Are you trying to get a token from a local or staging server and trying to use it on production or something like that?
Can you provide more information on what you're doing to get to this point?
matepaiva
commented
3 years ago Any news about this? I receive an internal server error when the token is expired. Shouldn't it return a 403 error or something like that?
victors1681
commented
3 years ago The same issue with the same origin URL, if we at least can get UNAUTHENTICATED will be easier to refresh the token.
topheroes
commented
3 years ago I can confirm when I replace the generic \Exception PHP class with \GraphQL\Error\UserError class exception the message from the invalid token is displayed on the client-side.
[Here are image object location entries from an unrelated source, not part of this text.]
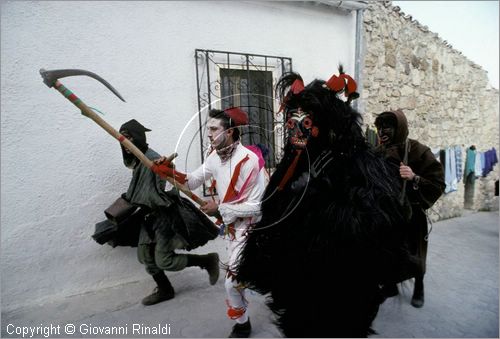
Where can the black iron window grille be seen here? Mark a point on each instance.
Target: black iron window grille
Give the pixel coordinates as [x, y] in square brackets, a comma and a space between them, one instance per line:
[228, 79]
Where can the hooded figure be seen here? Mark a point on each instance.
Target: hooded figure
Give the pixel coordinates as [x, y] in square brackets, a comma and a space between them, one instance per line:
[330, 231]
[423, 184]
[168, 222]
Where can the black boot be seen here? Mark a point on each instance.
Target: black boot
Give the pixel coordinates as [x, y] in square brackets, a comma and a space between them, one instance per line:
[163, 292]
[241, 330]
[209, 262]
[389, 290]
[418, 293]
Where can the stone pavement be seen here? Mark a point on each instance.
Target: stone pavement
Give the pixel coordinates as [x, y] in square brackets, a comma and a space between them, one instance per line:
[461, 298]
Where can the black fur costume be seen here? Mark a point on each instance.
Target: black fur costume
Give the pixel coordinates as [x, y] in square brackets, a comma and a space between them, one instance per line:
[331, 235]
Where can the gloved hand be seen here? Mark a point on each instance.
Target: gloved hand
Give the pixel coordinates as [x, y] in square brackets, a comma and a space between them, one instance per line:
[165, 168]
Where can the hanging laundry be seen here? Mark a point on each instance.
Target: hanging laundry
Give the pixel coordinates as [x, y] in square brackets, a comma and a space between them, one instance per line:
[458, 161]
[371, 136]
[478, 167]
[470, 161]
[436, 151]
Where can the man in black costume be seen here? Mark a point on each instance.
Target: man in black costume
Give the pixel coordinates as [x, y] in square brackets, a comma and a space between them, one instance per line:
[424, 185]
[330, 210]
[171, 222]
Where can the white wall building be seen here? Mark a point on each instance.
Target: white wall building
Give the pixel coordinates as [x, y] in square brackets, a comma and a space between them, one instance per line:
[59, 170]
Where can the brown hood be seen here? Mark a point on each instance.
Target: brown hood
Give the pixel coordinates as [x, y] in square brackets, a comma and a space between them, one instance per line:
[401, 132]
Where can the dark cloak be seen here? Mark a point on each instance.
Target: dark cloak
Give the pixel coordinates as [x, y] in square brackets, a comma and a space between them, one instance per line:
[167, 212]
[422, 196]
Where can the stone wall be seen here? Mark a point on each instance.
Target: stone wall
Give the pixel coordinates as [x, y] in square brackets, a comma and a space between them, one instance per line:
[446, 97]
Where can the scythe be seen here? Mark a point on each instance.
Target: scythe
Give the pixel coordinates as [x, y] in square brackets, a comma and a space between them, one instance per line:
[165, 170]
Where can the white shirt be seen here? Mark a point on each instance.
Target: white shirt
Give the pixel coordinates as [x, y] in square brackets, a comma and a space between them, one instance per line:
[250, 184]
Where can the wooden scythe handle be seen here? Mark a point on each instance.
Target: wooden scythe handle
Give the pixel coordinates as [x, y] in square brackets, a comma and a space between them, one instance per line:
[89, 113]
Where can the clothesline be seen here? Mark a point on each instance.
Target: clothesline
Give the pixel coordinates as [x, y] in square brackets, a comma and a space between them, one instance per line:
[477, 163]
@huniqcast Could you please share your code?
@vana-dev Did you solve the problem? Could you please comment on it?
victors1681
commented
3 years ago @topheroes go to: wordpress/wp-content/plugins/wp-graphql-jwt-authentication-develop/wp-graphql-jwt-authentication.php line 192 start like this add_action( 'init_graphql_request', function() {
change:
throw new \Exception( $token->get_error_code() . ' | ' . $token->get_error_message() );to
throw new \GraphQL\Error\UserError( __( $token->get_error_message(), 'wp-graphql-jwt-authentication' ) );you will get something like this
{
"errors": [
{
"message": "Expired token",
"extensions": {
"category": "user"
},
"locations": [
{
"line": 2,
"column": 5
}
],
"path": [
"customer"
]
}
],
"data": {
"customer": null
},
"extensions": {
"debug": []
}
}Additionally, I created a new Error Called AuthError and I changed the category to say auth because I'm using Apollo and I need to identify when I have a user error or auth error.
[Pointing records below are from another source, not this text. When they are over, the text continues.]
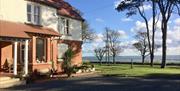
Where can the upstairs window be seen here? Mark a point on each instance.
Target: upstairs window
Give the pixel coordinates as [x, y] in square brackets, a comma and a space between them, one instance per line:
[33, 14]
[65, 26]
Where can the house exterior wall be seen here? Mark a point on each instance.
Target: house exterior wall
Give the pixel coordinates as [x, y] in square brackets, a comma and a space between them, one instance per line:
[75, 29]
[16, 11]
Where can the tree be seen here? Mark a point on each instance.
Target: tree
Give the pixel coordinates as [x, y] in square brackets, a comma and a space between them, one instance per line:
[166, 7]
[142, 45]
[67, 66]
[87, 33]
[134, 6]
[99, 52]
[113, 42]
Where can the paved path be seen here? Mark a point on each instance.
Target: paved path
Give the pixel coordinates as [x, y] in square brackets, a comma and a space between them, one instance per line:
[99, 83]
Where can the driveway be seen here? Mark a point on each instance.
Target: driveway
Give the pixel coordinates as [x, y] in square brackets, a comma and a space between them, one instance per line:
[100, 83]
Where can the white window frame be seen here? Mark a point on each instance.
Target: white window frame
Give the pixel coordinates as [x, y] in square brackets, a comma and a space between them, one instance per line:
[65, 26]
[35, 12]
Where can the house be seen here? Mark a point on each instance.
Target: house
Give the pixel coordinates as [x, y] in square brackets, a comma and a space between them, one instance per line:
[33, 33]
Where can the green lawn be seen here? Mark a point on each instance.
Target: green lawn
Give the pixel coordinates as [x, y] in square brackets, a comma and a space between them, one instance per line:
[125, 70]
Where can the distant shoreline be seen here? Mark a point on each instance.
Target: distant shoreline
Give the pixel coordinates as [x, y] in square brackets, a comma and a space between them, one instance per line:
[139, 63]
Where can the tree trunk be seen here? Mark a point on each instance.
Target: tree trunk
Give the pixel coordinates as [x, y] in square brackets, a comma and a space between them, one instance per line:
[114, 60]
[100, 62]
[152, 58]
[143, 57]
[153, 33]
[164, 37]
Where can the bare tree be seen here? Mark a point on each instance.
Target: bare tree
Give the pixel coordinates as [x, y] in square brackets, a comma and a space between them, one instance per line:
[99, 52]
[142, 45]
[166, 7]
[87, 33]
[134, 6]
[113, 43]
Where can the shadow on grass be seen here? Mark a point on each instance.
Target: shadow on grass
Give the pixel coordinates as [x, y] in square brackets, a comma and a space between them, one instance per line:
[162, 76]
[149, 76]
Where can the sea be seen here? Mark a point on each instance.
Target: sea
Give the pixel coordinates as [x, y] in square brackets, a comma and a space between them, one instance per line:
[157, 59]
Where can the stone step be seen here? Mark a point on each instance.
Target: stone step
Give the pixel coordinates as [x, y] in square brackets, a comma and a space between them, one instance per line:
[11, 82]
[4, 78]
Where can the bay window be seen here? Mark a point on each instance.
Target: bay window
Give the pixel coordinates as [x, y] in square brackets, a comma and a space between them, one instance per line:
[40, 50]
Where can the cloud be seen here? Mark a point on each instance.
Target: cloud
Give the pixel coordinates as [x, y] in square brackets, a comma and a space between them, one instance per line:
[99, 20]
[126, 19]
[123, 33]
[177, 21]
[116, 3]
[99, 38]
[146, 7]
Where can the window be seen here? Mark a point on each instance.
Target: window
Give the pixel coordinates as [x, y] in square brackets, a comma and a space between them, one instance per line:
[33, 14]
[62, 48]
[40, 50]
[65, 26]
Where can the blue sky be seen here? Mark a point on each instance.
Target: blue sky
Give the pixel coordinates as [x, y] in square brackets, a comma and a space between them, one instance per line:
[101, 13]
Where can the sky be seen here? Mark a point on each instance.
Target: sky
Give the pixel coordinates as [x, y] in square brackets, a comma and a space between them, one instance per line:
[101, 13]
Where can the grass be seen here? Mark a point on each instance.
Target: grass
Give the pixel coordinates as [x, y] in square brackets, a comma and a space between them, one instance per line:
[124, 70]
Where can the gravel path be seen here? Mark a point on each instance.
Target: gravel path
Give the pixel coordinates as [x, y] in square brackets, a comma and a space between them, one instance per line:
[99, 83]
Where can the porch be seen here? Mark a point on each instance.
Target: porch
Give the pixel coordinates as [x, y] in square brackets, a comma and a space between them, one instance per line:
[13, 56]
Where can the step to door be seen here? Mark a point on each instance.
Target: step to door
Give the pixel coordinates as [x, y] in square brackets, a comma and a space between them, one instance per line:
[6, 82]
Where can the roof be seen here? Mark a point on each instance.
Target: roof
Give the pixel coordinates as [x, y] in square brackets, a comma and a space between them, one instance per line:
[63, 8]
[20, 30]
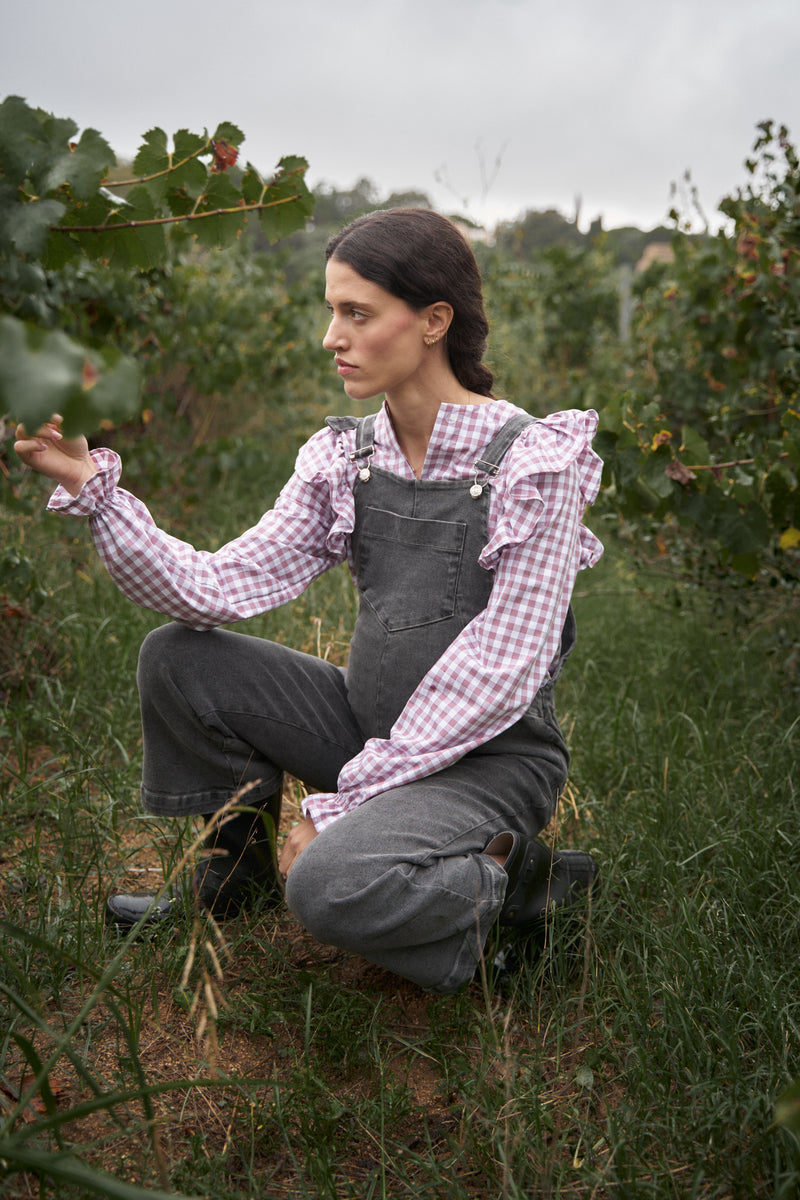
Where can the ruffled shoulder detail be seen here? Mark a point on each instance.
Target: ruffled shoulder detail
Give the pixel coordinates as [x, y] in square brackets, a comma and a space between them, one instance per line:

"message": "Expired token",
"extensions": {
"category": "auth" <-----
},@victors1681
Thank you for your reply. I'm getting Status: 200 OK
And reply
{
"errors": [
{
"message": "The iss do not match with this server",
"extensions": {
"category": "user"
},
"locations": [
{
"line": 2,
"column": 3
}
],
"path": [
"addToCart"
]
}
],
"data": {
"addToCart": null
},
"extensions": {
"debug": []
}
}Should I rely on the error text to request a new token? What's the best practice here? I was expecting a specific status or error code to handle, so I'm a little bit confused about it.
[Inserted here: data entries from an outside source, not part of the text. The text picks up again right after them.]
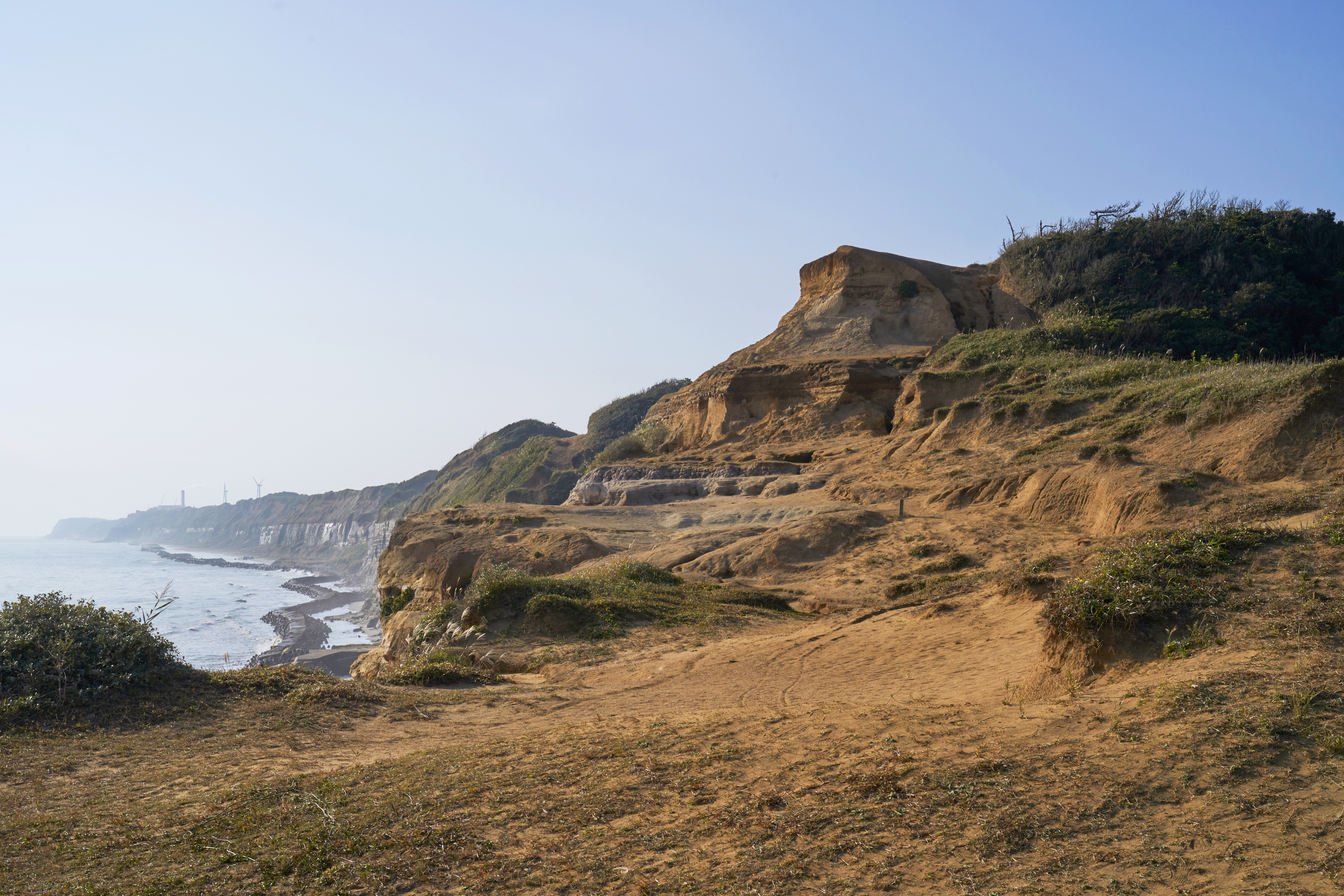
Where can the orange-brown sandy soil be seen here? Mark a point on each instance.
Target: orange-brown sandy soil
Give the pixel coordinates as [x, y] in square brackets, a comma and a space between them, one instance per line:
[859, 751]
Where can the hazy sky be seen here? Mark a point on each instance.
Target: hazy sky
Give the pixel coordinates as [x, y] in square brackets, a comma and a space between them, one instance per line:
[330, 245]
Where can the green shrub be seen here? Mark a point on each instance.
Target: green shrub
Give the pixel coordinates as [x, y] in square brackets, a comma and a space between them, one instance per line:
[1179, 483]
[268, 681]
[439, 668]
[1151, 578]
[1046, 563]
[395, 602]
[53, 651]
[1195, 276]
[644, 440]
[600, 602]
[335, 692]
[947, 565]
[625, 414]
[902, 589]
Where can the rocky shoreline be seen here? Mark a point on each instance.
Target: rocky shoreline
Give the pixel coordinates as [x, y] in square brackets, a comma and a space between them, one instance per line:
[300, 637]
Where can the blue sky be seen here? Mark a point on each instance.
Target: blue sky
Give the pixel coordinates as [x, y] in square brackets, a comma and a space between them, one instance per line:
[330, 245]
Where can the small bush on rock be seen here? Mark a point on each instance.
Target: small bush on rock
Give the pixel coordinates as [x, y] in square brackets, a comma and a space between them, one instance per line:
[437, 668]
[1151, 578]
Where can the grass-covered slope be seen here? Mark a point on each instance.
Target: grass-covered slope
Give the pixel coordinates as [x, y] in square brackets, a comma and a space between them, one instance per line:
[1194, 274]
[527, 461]
[621, 415]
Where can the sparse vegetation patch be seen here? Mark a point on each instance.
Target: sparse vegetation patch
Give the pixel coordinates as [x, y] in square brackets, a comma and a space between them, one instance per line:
[1152, 578]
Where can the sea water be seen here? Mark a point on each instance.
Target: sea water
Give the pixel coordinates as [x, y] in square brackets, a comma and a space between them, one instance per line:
[218, 609]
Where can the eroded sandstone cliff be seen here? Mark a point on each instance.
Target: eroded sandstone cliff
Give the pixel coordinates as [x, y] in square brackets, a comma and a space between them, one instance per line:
[901, 472]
The error text is "The iss do not match with this server" no matter if
define( 'WP_DEBUG', true );
define( 'GRAPHQL_DEBUG', true );defined or not. @felipepxavier did you solve the problem?
Thank you in advance!
nonlinearcom
commented
3 years ago Hi, I'm facing the same issue, is there any update or workaround for it?
Parkerhiphop
commented
3 weeks ago If anyone is still struggling with The iss does not match with this server.
You can try graphql_jwt_auth_iss_allowed_domains to migrate to a new domain or extend the ISS.
add_filter('graphql_jwt_auth_iss_allowed_domains', function($allowed_domains) {
return array_merge($allowed_domains, [
'https://example.com',
'https://example-2.com'
]);
});I found this solution within the source code: https://github.com/wp-graphql/wp-graphql-jwt-authentication/blob/5d202620ef1989bb94ebe57161b2a58591327b6c/src/Auth.php#L610-L628
Hi, refreshing jwt token is something new for me. I have some issue, my app is based on vue and nuxt.js, to connecting to wp graphql I use apollo module. Token expiring time is very short, and when it expire I got globally error on entire app: NuxtServerError GraphQL error: Internal server error. How to prevent this error if token is expired or invalid, and how to handle auto refreshing token?